The ministry stated this in a written reply submitted before the Lahore High Court (LHC) during the hearing of an appeal for the release of the JuD chief, DawnNews reported.
During the hearing, the counsel for Saeed A. K. Khokhar argued that Saeed’s detention was illegal and baseless and the court discard the order of keeping JuD leader under house arrest.
“The defendant was put under house arrest after the US threatened to cut Pakistan’s aid; it was done without any cases being registered against him,” Khokhar argued.
Upon this, the judges pointed out that the defendant’s lawyer had made no mention of the US’s alleged pressure in the case. They added that the defendant’s application is based on a news clipping.
The home ministry, on the other hand, in their written reply to the LHC, said that the JuD chief was put under house arrest under the anti-terrorism laws to keep him from collecting funds — which is a violation of various resolutions of the United Nations.
The reply said that the reports by police and the counter terrorism department’s operational branch on the matter have also been submitted before the court.
It also pointed out that various cases were registered against members of JuD for collecting hides during the three days of Eidul Azha in contempt of the ministry’s orders.

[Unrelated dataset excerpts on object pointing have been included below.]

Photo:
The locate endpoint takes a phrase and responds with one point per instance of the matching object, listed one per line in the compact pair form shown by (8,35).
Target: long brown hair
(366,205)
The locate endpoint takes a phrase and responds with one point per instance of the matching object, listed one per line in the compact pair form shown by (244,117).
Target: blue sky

Cases were also registered against the party for collecting funds in contempt of the provincial ministry’s orders, the reply said.
It was also mentioned in the provincial ministry’s reply that the Election Commission of Pakistan has asked the JuD’s political wing Milli Muslim League’s (MML) candidate for NA-120 by-polls to remove Saeed’s pictures from the promotional posters.
In the light of these facts, to release Saeed from house arrest will lead to unrest in the province, the provincial ministry concluded in their reply.
After listening to the arguments from both sides, the court asked Khokhar to present more arguments in the next hearing, while adjourning the case until Sept 15.
On January 1, the provincial authorities had issued orders to place Saeed under house arrest; the JuD chief had been detained under Section 11-EEE(1) of the Anti-Terrorism Act, 1977.
Saeed has been accused by the United States and India of masterminding the 2008 attacks on the Indian financial capital Mumbai that killed 166 people.
He, however, has repeatedly denied involvement in attacks.
In 2012, the United States announced a bounty of $10 million on Hafiz Saeed for his alleged role in the attack in which six American citizens were also killed.